Here we have a daytime dress -- I think. Today you'd pay about $190.00 for it - ($24.95 in 1959).  This seems steep to me.  Maybe it was L'Aiglon's top dress of the season.  It looks so uncomfortable -- that model is wearing serious corsetry.  And she's wearing the same kind of shoes that came with my Barbie doll -- little default pumps.  The whole ad makes no sense whatsoever.  L'Aiglon was based out of Pennsylvania or New York.  

Next.



Dress by John Moore of Talmack.  Photo by Louise Dahl-Wolfe.  Available at Bonwit Teller. This is much better.  The dress looks like fun to wear, although what color is mimosa?  

Louise Dahl-Wolfe we have already met in the October 15 issue.  Here is an excellent piece from the NYT from 2000 that unfortunately lacks photos.  Fortunately, I have some.  I'll post them later.  In 1959, Mrs. Dahl-Wolf was right between quitting Harper's Bazaar (1958) and quitting fashion photography (1960).  

The designer, John Moore, described somewhere as a "blond from Texas," designed Marilyn Monroe's wedding dress (Arthur Miller, husband).  Thank goodness for some color:



The Movie of the Week --   The irritating-in-every-way-possible The Fugitive Kind.  Spoilers aplenty.

First - there's no trailer.  Second -- even though it shows up in the WikiList for 1959, it apparently was released in 1960, thus eliminating the need for me to see it at all.  Third -- the whole damn movie itself.  Here is a key scene -- I can't even get it to load in the center of the page, goddamn it.



*  Usual Tennessee Williams horror.  This time a drifter drifts into town, gets a job in a dry-goods store, gets himself and inexplicably Italian mistress luridly killed.  

*  Six degrees (actually four) of separation between Marlon Brando and me:  my mother's cousin was best friends with Marlon's sister Jocelyn in Libertyville, Illinois.  Marlon was a strange boy.  Here, he would be a lot more riveting with a bit of direction.   He is so different from any other man on the screen at that time - except possibly Montgomery Clift - that it is hard to believe he was possible.

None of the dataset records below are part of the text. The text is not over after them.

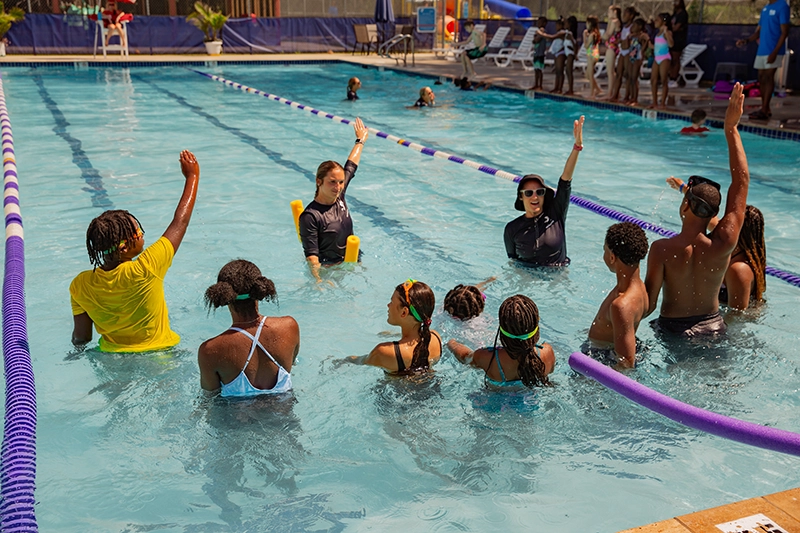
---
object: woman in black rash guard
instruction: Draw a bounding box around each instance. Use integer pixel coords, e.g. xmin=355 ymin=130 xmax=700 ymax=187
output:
xmin=299 ymin=117 xmax=369 ymax=283
xmin=504 ymin=115 xmax=584 ymax=267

This movie comes between  Guys and Dolls and Mutiny on the Bounty.

*  The women in this film:  Anna Magnani, strange and compelling, more out of place than I think was really meant.  Why does her character have such a thick accent? Not Italian war bride, as I had assumed. Joanne Woodward.  Why was she channelling Courtney Love?  Maureen O'Hara.   Why did her character, an artist -- oh, irony! -- go blind and crawl through the gutter,  and what did that have to do with Marlon Brando?  No explanation at all.  

And a fourth * this week:  By sheer coincidence, I saw The Help right before seeing this.  Do Southern writers make the South seem so awful just to keep the rest of us out?  It would have been a lot better coincidence if I had seen Odds Against Tomorrow this week because I should have mentioned that Cicely Tyson had a micro bit as a bartender in that movie and that she just popped out the few seconds she was on screen.  She should have had a much different career.   

Meta-posting:  best search term of the week --  young lady is putting off nylon socks.  Traced to an office complex in Litja, Slovenia.  Intriguing, but I don't think I ever wrote the word "socks."